In her speech to JD graduates, Ifill considered the many societal challenges that the graduating class would face: threats to democracy and the rule of law, economic and racial inequity, dysfunction in the criminal legal system, threats to reproductive rights, and current trends toward censorship in public education and public libraries. But she expressed optimism that current and future attorneys would rise to those challenges.
“You are becoming lawyers at this moment when our democracy seems poised on the precipice,” said Ifill. “But you are also becoming lawyers at a moment when because of this democratic crisis, because the flaws in our democracy have been exposed and so many weaknesses revealed, minds and hearts are open to reimagining our national identity and commitments…. This is the time to be bold. This is the time to refuse to accept half-measures. The solutions we seek must go to the root of the flaws in our democracy, not the symptoms.”
As he urged graduates to commit to the highest ideals of their chosen profession, NYU Law Board of Trustees Chair David Tanner ’84 also alluded to challenges facing democratic government. “With democracy under threat, leading with your values cannot be reduced solely to zealous advocacy for one’s client or one’s personal interest,” he said. “As members of the legal profession, even in situations that are adversarial by design, we all have an obligation to look beyond winning and to consider carefully and intentionally what we owe to one another, to our clients, and to our community.”

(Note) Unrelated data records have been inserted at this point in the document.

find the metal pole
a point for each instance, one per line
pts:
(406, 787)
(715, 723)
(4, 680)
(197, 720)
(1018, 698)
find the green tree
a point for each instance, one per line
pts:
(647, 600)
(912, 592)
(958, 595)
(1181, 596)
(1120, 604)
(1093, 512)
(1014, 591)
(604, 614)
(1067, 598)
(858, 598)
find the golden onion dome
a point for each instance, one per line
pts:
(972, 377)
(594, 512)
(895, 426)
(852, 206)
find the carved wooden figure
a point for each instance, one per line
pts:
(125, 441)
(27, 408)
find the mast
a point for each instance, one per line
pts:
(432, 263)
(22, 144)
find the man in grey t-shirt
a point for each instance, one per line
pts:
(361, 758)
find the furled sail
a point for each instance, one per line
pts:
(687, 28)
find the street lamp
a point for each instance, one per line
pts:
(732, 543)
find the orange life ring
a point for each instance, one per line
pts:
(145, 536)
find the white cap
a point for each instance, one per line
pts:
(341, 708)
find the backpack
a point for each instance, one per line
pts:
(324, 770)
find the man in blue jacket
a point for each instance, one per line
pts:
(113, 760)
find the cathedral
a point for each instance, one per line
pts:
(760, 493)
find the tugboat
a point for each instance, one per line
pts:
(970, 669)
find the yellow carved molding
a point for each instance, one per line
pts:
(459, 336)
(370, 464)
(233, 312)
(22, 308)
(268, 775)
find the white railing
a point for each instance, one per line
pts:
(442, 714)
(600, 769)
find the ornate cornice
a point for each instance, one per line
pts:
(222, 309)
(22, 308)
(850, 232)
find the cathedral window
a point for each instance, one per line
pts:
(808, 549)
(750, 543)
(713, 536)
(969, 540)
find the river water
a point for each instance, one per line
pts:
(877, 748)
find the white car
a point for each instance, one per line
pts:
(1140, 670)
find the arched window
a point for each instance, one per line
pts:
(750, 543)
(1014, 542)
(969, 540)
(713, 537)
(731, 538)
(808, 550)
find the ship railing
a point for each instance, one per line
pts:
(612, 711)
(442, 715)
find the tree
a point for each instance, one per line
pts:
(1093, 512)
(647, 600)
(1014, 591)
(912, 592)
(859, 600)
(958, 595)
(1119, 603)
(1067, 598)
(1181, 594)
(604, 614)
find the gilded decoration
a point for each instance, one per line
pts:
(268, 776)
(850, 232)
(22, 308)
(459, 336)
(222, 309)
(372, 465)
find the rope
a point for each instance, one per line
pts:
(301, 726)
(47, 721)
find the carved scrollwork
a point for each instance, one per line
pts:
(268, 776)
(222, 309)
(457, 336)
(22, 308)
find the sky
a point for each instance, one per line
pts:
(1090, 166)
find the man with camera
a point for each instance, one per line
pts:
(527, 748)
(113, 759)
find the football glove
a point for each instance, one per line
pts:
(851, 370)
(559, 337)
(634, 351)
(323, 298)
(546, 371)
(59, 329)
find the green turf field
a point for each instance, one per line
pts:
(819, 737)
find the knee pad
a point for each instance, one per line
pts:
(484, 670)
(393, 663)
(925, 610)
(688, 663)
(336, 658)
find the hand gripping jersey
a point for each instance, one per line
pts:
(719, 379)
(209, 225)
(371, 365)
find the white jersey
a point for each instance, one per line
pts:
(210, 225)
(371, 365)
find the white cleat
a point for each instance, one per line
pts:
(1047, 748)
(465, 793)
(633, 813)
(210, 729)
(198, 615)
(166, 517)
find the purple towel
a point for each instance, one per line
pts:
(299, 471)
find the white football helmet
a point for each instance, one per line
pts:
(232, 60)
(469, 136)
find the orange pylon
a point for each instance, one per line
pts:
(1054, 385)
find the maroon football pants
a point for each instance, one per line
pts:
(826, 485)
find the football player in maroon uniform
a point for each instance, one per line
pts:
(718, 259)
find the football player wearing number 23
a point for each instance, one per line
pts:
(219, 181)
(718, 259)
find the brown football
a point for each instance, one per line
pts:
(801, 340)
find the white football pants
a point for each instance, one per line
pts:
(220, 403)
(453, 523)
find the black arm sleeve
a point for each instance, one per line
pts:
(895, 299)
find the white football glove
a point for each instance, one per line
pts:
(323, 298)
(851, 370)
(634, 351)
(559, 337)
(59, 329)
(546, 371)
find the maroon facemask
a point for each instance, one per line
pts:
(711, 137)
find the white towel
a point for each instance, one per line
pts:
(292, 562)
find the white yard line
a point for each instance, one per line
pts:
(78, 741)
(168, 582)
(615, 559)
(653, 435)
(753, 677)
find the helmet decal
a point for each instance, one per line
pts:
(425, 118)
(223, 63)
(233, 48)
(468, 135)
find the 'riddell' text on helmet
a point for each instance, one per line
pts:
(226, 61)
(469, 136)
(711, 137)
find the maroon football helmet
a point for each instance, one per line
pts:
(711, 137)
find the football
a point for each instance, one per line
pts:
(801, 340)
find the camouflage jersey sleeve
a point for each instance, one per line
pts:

In her afternoon remarks to LLM and other graduate students, Cartabia spoke about several surprising, unsettling “fragments of justice” that had inspired her in her career as a judge, academic, and justice minister. Among them was a lecture at NYU Law by South African judge and anti-apartheid activist Albie Sachs. Severely injured in an attack, he dissuaded a friend from taking vengeance and later met with his former attackers. “Taming the instinct of revenge. Meeting with the author of an attack that caused you a permanent disability or cost the life of your father: what kind of justice is this?” Cartabia said. “I was disoriented, uneasy, and disconcerted. And yet captured.”
Cartabia said she has realized that over time her opinions were inflected with the same language of cooperation and understanding that had surprised her in those fragments of justice. It’s important, she told the graduates, to take seriously the discomfort that comes in cases where the proper application of justice seems difficult.
“That’s where new forms of justice come from,” she said. “And often it is grounded in a ‘both/and’ approach, rather than an ‘either/or approach.’”
At her turn at the podium, LLM student speaker Veronika Reisinger LLM ’23 asked her fellow graduates to look down at the NYU torch embroidered on their gowns. “This is a symbol for our burning passion for the law, a trait that makes us not turn away from problems, but shine our light on challenges,” she said, citing a few of the issues that her classmates had worked on at NYU Law, including climate change and human rights.
“We often take light for granted, but it is in the darkest places…that we realize its essential role,” Reisinger said. “I’m certain from tomorrow onwards, today’s graduates will be illuminating rooms all around the globe striving to bridge the gaps that divide us. Our NYU torches will be glowing in all of the corners of the world.”